従業員が退職後に競合他社へ転職したり、自ら同種の事業を始めたりすることを制限したいと考える企業は少なくない。多くの企業では、入社時や退職時に競業避止義務に関する誓約書を取得しているが、この誓約書がそのまま有効に機能するとは限らない。退職後の競業避止義務は、職業選択の自由という重要な権利との関係で無制限には有効とされない傾向があるためである。本記事では、競業避止義務の有効性が争われる場面で重視される考慮要素を整理し、企業が契約設計で意識すべきポイントを解説する。人事・法務担当者、経営者を主な読者として想定している。

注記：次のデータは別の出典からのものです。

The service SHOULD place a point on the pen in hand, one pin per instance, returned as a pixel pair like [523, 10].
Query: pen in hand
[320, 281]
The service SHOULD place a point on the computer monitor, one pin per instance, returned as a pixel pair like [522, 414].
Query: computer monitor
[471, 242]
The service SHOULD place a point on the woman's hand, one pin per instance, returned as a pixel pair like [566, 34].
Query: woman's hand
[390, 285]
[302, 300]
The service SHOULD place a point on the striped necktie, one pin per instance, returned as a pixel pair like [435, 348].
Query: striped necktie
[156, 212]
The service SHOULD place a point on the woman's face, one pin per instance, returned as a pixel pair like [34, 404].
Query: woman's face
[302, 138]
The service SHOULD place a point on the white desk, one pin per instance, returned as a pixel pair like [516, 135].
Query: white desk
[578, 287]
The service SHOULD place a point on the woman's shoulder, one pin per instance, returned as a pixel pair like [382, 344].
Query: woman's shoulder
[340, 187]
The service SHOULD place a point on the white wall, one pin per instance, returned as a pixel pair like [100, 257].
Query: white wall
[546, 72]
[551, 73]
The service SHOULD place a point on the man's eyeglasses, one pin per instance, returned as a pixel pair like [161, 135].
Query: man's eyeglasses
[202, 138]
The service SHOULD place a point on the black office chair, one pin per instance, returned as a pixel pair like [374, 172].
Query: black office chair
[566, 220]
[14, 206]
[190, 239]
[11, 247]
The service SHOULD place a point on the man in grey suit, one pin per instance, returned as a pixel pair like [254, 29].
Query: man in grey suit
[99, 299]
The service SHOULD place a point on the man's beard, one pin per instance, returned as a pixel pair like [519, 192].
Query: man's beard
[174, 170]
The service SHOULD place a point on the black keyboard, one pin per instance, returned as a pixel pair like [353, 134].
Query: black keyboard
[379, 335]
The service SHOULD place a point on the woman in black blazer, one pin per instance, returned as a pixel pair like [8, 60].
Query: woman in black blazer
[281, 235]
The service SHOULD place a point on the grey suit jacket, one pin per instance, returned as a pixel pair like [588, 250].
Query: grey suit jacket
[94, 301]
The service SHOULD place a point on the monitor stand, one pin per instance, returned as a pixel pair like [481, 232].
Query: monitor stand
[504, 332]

退職後の競業避止義務はなぜ無制限に有効とならないのか

在職中の競業避止義務は、労働契約に付随する誠実義務の一環として比較的広く認められる傾向がある。これに対して、退職後の競業避止義務は事情が異なる。退職後は労働契約が終了しており、労働者は本来、職業選択の自由(憲法22条)に基づいて自由に転職先や事業内容を選べる立場にある。この自由を契約によって制約する以上、その制約が合理的な範囲にとどまっているかどうかが問われることになる。

そのため、就業規則や誓約書に競業避止義務の条項があるというだけで、当然にその効力が認められるわけではない。裁判所は、企業が守ろうとしている利益の性質や、制約の内容が労働者に与える不利益とのバランスを見て、有効性を判断する傾向があるとされている。

有効性判断で考慮される代表的な要素

競業避止義務条項の有効性が争われる場面では、複数の要素が総合的に考慮される傾向がある。代表的な要素を整理すると、次のようになる。

考慮要素 確認される内容
企業の利益の有無 営業秘密やノウハウなど、保護に値する利益が実際に存在するか
従業員の地位・職務内容 秘密情報に接する立場だったか、役職や職務の重要性はどうか
地域的限定 禁止される活動地域が過度に広くないか
期間 禁止期間が必要以上に長期になっていないか
禁止行為の範囲 業種・職種・取引先の限定があるか、全面的な就業禁止になっていないか
代償措置 制約に見合う金銭的補償(給与への上乗せ、退職金の加算等)があるか

これらの要素のうち、特に重視される傾向が指摘されているのが、禁止期間の長さと代償措置の有無である。禁止期間が長期にわたるほど労働者の不利益は大きくなるため、企業側が保護すべき利益との均衡が厳しく問われやすい。また、代償措置が用意されていない場合、労働者に一方的な負担を強いる条項と評価されやすく、有効性が否定される方向に傾く傾向があるとされる。逆に、禁止期間が数か月から1年程度と比較的短く、地域や業種が具体的に限定されており、給与や退職金に相応の上乗せがある場合には、有効と判断されやすい傾向があるといわれている。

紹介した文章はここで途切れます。